II codice vigente opportunamente contempla i rapporti interni anche nella solidarietà attiva e per questa come per quella passiva adotta la stessa regola, cioè dispone la divisione di diritto fra tutti, salvo il caso di obbligazione contratta nell’interesse esclusivo di un soggetto.

Aggiunge pure il codice vigente la regola che il riparto avviene in parti uguali, salvo non risulti stabilita una differente ripartizione. Qui non si precisa donde questa diversità di riparto debba trarre il suo fondamento, ma è chiaro che questo può riporsi nella legge, se dalla legge deriva la solidarietà, nella convenzione, se da questa ultima essa scaturisce.
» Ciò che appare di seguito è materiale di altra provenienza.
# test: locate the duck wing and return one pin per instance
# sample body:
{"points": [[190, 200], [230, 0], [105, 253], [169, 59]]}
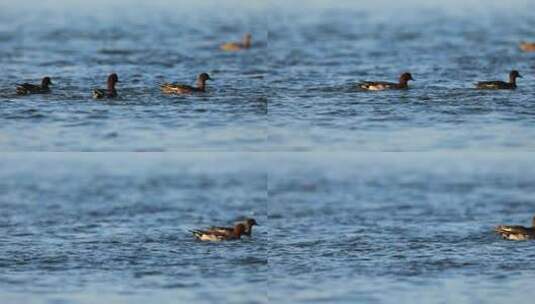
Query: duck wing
{"points": [[26, 88], [222, 230], [491, 84], [99, 93], [175, 88], [376, 85]]}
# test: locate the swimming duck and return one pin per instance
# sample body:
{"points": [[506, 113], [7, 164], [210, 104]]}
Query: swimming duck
{"points": [[500, 85], [380, 86], [26, 88], [248, 223], [174, 88], [517, 233], [110, 92], [238, 46], [217, 235], [527, 46]]}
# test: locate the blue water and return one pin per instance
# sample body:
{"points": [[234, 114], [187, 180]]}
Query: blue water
{"points": [[281, 136], [321, 50], [113, 228], [78, 44]]}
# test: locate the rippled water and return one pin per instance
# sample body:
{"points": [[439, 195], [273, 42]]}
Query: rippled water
{"points": [[146, 43], [321, 50], [335, 227], [392, 228], [114, 229]]}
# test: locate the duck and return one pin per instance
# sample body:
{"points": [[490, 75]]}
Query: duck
{"points": [[517, 233], [110, 92], [380, 86], [217, 235], [238, 46], [27, 88], [174, 88], [247, 222], [500, 85], [527, 46]]}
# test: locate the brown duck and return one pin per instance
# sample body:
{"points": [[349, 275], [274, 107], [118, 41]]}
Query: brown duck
{"points": [[27, 88], [174, 88], [248, 223], [218, 235], [500, 85], [381, 85], [517, 233], [110, 92]]}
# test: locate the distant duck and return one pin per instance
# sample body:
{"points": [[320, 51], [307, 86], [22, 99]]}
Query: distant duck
{"points": [[517, 233], [527, 46], [500, 85], [110, 92], [174, 88], [218, 235], [380, 86], [238, 46], [26, 88], [248, 223]]}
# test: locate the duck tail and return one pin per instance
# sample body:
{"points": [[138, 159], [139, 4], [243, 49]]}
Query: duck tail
{"points": [[21, 90], [196, 233]]}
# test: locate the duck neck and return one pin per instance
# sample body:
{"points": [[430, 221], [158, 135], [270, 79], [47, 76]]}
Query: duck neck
{"points": [[247, 42], [201, 85], [111, 89], [403, 83], [111, 86]]}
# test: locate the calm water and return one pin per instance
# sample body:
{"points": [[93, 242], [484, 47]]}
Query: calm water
{"points": [[352, 226], [146, 43], [114, 229], [335, 228], [392, 228], [321, 50]]}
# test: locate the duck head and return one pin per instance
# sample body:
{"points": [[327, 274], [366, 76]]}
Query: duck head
{"points": [[513, 75], [204, 77], [46, 82], [112, 80], [247, 40], [405, 77], [251, 222], [201, 80], [239, 229]]}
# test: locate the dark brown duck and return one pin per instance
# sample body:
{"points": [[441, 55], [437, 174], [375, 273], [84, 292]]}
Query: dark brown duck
{"points": [[27, 88], [381, 85], [517, 233], [175, 88], [110, 92], [217, 235], [500, 85], [248, 223]]}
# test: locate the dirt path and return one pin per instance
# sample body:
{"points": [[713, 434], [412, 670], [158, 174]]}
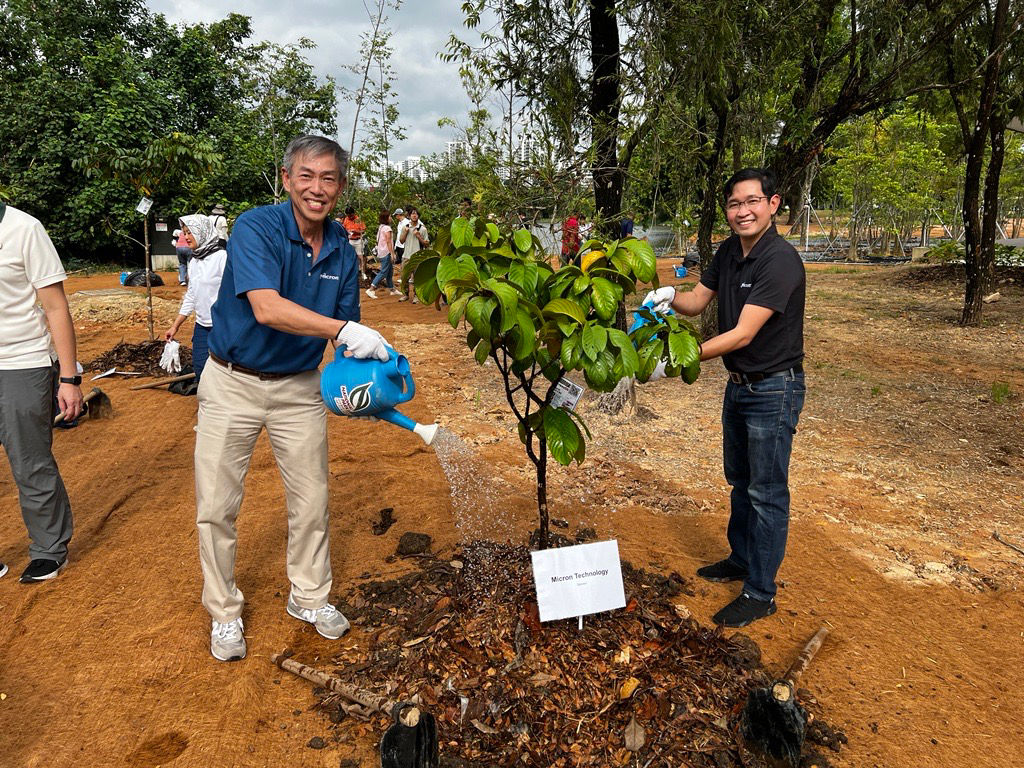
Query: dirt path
{"points": [[907, 459]]}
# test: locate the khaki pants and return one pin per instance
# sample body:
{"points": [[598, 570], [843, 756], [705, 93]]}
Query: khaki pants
{"points": [[233, 408]]}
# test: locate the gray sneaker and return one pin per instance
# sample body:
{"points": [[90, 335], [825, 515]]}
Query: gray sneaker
{"points": [[226, 641], [329, 622]]}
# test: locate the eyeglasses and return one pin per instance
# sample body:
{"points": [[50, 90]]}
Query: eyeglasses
{"points": [[750, 203]]}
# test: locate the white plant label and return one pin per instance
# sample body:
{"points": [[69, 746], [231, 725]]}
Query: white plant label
{"points": [[566, 394], [578, 581]]}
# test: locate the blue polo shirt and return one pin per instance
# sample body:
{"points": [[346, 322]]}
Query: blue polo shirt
{"points": [[265, 251]]}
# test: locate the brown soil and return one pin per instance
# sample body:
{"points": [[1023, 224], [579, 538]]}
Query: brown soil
{"points": [[908, 457]]}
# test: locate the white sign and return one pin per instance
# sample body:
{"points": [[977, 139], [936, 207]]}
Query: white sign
{"points": [[566, 394], [578, 581]]}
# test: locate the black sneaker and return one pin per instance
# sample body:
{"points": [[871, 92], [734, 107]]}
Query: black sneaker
{"points": [[723, 570], [41, 570], [743, 610]]}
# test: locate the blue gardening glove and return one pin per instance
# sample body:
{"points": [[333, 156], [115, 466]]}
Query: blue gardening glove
{"points": [[363, 342], [660, 299]]}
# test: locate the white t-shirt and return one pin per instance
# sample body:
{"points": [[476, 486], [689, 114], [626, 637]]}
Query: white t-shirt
{"points": [[204, 285], [412, 243], [28, 261]]}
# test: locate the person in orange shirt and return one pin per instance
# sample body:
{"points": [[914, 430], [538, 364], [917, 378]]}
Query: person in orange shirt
{"points": [[355, 229]]}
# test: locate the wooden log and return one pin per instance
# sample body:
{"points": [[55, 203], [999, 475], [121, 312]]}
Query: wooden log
{"points": [[162, 382]]}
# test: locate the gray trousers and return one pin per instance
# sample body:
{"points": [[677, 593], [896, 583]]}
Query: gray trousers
{"points": [[27, 436]]}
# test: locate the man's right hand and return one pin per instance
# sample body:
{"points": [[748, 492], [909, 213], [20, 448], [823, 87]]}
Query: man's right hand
{"points": [[662, 299], [363, 342]]}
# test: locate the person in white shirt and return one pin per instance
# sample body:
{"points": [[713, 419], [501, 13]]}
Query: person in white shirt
{"points": [[205, 270], [413, 237], [31, 271], [217, 217]]}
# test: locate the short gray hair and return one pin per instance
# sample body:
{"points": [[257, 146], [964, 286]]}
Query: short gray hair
{"points": [[314, 146]]}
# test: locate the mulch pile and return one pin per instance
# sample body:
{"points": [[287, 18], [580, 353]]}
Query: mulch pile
{"points": [[142, 357], [643, 686]]}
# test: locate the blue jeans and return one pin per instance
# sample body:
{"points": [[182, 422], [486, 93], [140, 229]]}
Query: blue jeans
{"points": [[387, 269], [201, 349], [758, 423]]}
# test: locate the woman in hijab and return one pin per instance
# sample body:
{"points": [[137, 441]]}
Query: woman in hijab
{"points": [[205, 270]]}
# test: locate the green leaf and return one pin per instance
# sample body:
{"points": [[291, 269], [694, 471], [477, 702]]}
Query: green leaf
{"points": [[565, 308], [569, 352], [605, 298], [595, 339], [631, 363], [523, 241], [462, 232], [643, 260], [525, 335], [562, 435], [682, 348], [478, 313], [426, 282], [457, 308], [508, 299]]}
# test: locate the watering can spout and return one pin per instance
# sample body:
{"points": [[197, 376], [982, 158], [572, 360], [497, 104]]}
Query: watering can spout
{"points": [[425, 431]]}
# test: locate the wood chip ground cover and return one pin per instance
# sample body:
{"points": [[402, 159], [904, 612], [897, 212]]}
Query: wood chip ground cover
{"points": [[644, 686]]}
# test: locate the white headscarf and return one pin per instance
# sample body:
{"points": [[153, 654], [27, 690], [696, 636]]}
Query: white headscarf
{"points": [[206, 235]]}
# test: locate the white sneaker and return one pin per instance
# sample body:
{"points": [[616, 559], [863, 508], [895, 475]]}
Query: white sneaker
{"points": [[330, 622], [226, 641]]}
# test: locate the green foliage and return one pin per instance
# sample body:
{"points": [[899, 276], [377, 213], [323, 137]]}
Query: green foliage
{"points": [[538, 324]]}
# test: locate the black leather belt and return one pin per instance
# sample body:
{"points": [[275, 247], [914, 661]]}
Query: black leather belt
{"points": [[738, 378], [261, 375]]}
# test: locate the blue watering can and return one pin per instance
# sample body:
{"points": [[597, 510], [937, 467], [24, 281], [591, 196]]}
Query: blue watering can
{"points": [[368, 387]]}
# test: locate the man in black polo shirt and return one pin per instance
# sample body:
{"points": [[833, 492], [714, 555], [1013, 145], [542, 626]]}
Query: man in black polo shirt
{"points": [[759, 280]]}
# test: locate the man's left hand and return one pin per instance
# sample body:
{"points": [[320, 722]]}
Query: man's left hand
{"points": [[70, 400]]}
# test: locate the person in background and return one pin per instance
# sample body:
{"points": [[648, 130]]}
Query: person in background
{"points": [[626, 226], [184, 253], [219, 221], [205, 271], [759, 280], [32, 271], [570, 239], [586, 227], [355, 228], [385, 252], [414, 237], [400, 222], [291, 284]]}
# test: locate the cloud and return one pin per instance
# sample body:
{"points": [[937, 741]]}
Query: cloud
{"points": [[425, 87]]}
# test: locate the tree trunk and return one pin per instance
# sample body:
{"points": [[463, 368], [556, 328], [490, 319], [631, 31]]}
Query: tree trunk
{"points": [[148, 267], [607, 174], [542, 493], [979, 257]]}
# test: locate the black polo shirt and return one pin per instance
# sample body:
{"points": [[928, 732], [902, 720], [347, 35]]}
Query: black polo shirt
{"points": [[772, 276]]}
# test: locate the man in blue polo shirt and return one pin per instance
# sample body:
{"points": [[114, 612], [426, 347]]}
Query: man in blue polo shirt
{"points": [[759, 280], [291, 283]]}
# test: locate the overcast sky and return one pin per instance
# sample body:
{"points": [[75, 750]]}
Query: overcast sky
{"points": [[427, 88]]}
In conclusione ne consegue che nei rapporti con la banca così come nei confronti dei terzi, le quote dei cointestatari saranno sempre da presumere eguali, in mancanza di un patto contrario, mentre nei rapporti interni tra i cointestatari la parità di quote potrà venire meno in caso di allegazione diversa da parte di uno tra essi che abbia caratteristiche di gravità, precisione e concordanza; ad esempio qualora il saldo attivo derivi dal versamento esclusivo di somme di pertinenza di uno solo dei correntisti.